In drawing a large sample of middle- to older-aged adults from the community, Hill et al. [1] return to the heart of the conceptualization of the CSM, which looked at the process that people went through in searching for a ‘label’ or identity for their condition (albeit not necessarily biomedically correct). Therefore, there may be those who ‘think’ they have osteoarthritis but have never had a diagnosis of such a condition; the importance is in their ‘perception’ that they have it and the ways they have adapted their lives accordingly.

The ultimate goal, of course, for health professionals is to determine whether in understanding illness representations we might be able to predict certain outcomes that are then potentially alterable in a favorable way for the individual, the service provided and the social situation of the patient.
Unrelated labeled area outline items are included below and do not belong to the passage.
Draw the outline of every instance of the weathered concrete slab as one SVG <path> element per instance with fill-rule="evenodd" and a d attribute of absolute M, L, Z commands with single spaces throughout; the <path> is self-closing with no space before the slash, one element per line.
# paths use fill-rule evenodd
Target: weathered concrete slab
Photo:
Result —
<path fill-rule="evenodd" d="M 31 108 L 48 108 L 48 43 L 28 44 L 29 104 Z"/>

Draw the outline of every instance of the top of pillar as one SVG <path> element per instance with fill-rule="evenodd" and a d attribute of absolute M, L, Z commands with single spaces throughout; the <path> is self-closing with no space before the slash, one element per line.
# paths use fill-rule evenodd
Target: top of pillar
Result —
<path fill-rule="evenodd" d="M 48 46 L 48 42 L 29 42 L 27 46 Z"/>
For instance, in order to develop interventions to enhance attendance at cardiac rehabilitation, Whitmarsh et al. [20] used the IPQ to help them distinguish between people who attend frequently and those who attend rarely or not at all. It follows that illness representations form cognitions that are then potentially alterable. This is the premise upon which self-management groups such as the Arthritis Self-Management Program and the Chronic Disease Self-Management Course are built [21–22]. Hence, disease outcomes might be positively influenced by cognitive-behavioral interventions.

Although there has been much use of the IPQ to examine the relationship between representations, coping efforts and outcomes, it may be more useful to look at how we might apply our knowledge about individual representations to guide the development of interventional programs, as Hill et al. [1] and other researchers have noted.
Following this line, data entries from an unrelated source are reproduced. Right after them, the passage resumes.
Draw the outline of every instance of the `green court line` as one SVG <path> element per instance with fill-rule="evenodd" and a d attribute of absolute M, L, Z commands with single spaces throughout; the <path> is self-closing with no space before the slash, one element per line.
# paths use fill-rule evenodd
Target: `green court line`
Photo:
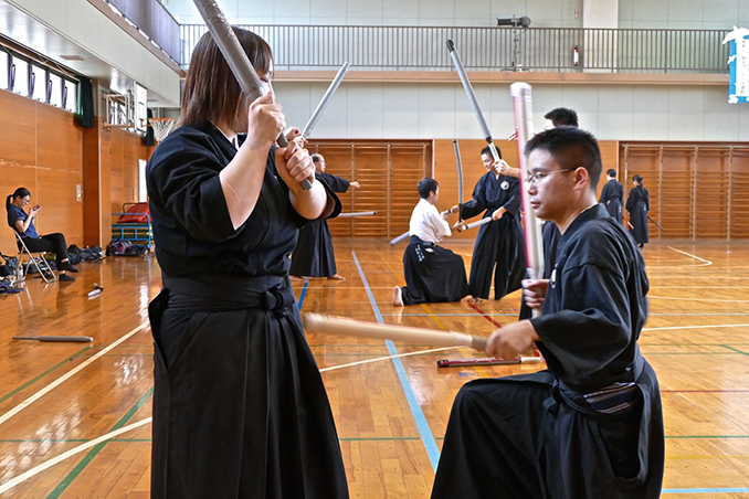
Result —
<path fill-rule="evenodd" d="M 742 352 L 741 350 L 737 350 L 737 349 L 735 349 L 734 347 L 729 347 L 729 346 L 727 346 L 727 344 L 721 344 L 721 347 L 722 347 L 722 348 L 727 348 L 728 350 L 731 350 L 731 351 L 734 351 L 734 352 L 740 353 L 740 354 L 742 354 L 742 355 L 749 355 L 749 353 Z"/>
<path fill-rule="evenodd" d="M 92 347 L 86 347 L 86 348 L 84 348 L 83 350 L 78 350 L 76 353 L 73 353 L 71 357 L 66 358 L 65 360 L 63 360 L 63 361 L 60 362 L 59 364 L 53 365 L 52 368 L 48 369 L 48 370 L 44 371 L 43 373 L 39 374 L 38 376 L 32 378 L 31 380 L 27 381 L 27 382 L 23 383 L 21 386 L 17 387 L 15 390 L 13 390 L 12 392 L 10 392 L 9 394 L 2 396 L 2 397 L 0 399 L 0 404 L 3 403 L 3 402 L 6 402 L 8 399 L 10 399 L 11 396 L 15 395 L 17 393 L 19 393 L 19 392 L 21 392 L 21 391 L 28 389 L 29 386 L 31 386 L 32 384 L 34 384 L 35 382 L 38 382 L 39 380 L 41 380 L 41 379 L 44 378 L 45 375 L 50 374 L 52 371 L 54 371 L 54 370 L 56 370 L 56 369 L 60 369 L 60 368 L 62 368 L 63 365 L 67 364 L 68 362 L 71 362 L 71 359 L 76 358 L 76 357 L 81 357 L 81 353 L 82 353 L 82 352 L 85 352 L 86 350 L 89 350 L 91 348 L 92 348 Z"/>
<path fill-rule="evenodd" d="M 135 413 L 137 413 L 138 410 L 140 407 L 143 407 L 146 404 L 146 402 L 148 402 L 148 399 L 150 399 L 152 395 L 154 395 L 154 386 L 148 389 L 146 394 L 144 396 L 141 396 L 140 400 L 138 402 L 136 402 L 135 405 L 133 407 L 130 407 L 130 410 L 128 412 L 125 413 L 125 415 L 109 429 L 109 432 L 114 432 L 115 429 L 119 429 L 123 426 L 125 426 L 125 424 L 128 421 L 130 421 L 130 418 L 135 415 Z M 86 454 L 86 456 L 83 459 L 81 459 L 81 463 L 78 463 L 78 465 L 75 468 L 73 468 L 73 470 L 71 473 L 68 473 L 65 478 L 63 478 L 63 480 L 60 482 L 60 485 L 57 485 L 57 487 L 54 488 L 54 490 L 48 496 L 48 499 L 59 498 L 60 495 L 63 493 L 65 491 L 65 489 L 67 489 L 67 487 L 70 487 L 70 485 L 73 482 L 73 480 L 75 480 L 78 477 L 78 475 L 81 475 L 81 473 L 86 468 L 86 466 L 88 466 L 88 464 L 92 460 L 94 460 L 96 455 L 102 452 L 102 449 L 107 445 L 108 442 L 109 440 L 102 442 L 101 444 L 94 446 L 88 452 L 88 454 Z"/>
<path fill-rule="evenodd" d="M 91 358 L 91 357 L 94 357 L 94 355 L 87 354 L 87 355 L 78 355 L 78 357 L 81 359 L 86 359 L 86 358 Z M 106 353 L 106 354 L 101 355 L 101 357 L 117 357 L 117 358 L 123 358 L 123 357 L 154 357 L 154 354 L 152 353 Z"/>
<path fill-rule="evenodd" d="M 0 438 L 0 444 L 85 444 L 93 438 Z M 150 438 L 109 438 L 107 442 L 151 442 Z"/>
A recent article by Stafford entitled ‘Isn’t it all just obvious?’ [23] made us reflect on the wider messages that Hill et al. convey in their paper [1]. As Stafford put it: ‘It’s all just common sense, but dressed up with big words to confuse people’ [23]. Indeed the core of the CSM is that people with an illness use common sense in constructing their representations based on their knowledge and experiences. People actively test out these common-sense hypotheses by their use of emotion- and problem-focused coping efforts, just as in our role as scientists we test our hypotheses in order to determine whether what we ‘think’ we know is justified. And as with illness representations, scientific evidence is open to debate and disagreement. Patients may not be consciously aware of how good they are at testing their illness hypotheses, and with careful explanation and guidance they can be facilitated in constructing useful representations that assist in positive outcomes. Cognitive behavioral therapies (CBT) are growing in application within the UK healthcare system. In the field of rheumatology, positive results have been recorded for tailored CBT interventions among individuals with RA and systemic lupus erythematosus (SLE). In particular, reduced fatigue, depression and helplessness and enhanced use of active coping strategies have been facilitated in RA [24]. The illness representations model has been used explicitly to tailor similar CBT interventions in pilot studies led by psychologists. Among people with lupus, a self-selected controlled trial of an intervention program by Goodman et al. [25] containing a module to explain and attempt to improve illness representations managed to enhance participants’ perceptions that treatment can control their lupus and reduced their perceptions of the emotional impact of their lupus and their overall stress. Among people who had recently experienced an acute myocardial infarction by Petrie et al. [26], perceptions of chronic time-line, serious consequences and lack of control were shown to be modifiable in a randomized controlled trial of an intervention, and this led to improved symptoms of angina and ability to return to employment. Expansion of this approach is ripe for individualizing existing patient ‘self-management’ education and given the extent of hand problems and the role of illness perceptions discovered in Hill et al.’s study [1], this would be an ideal condition with which to take this forward.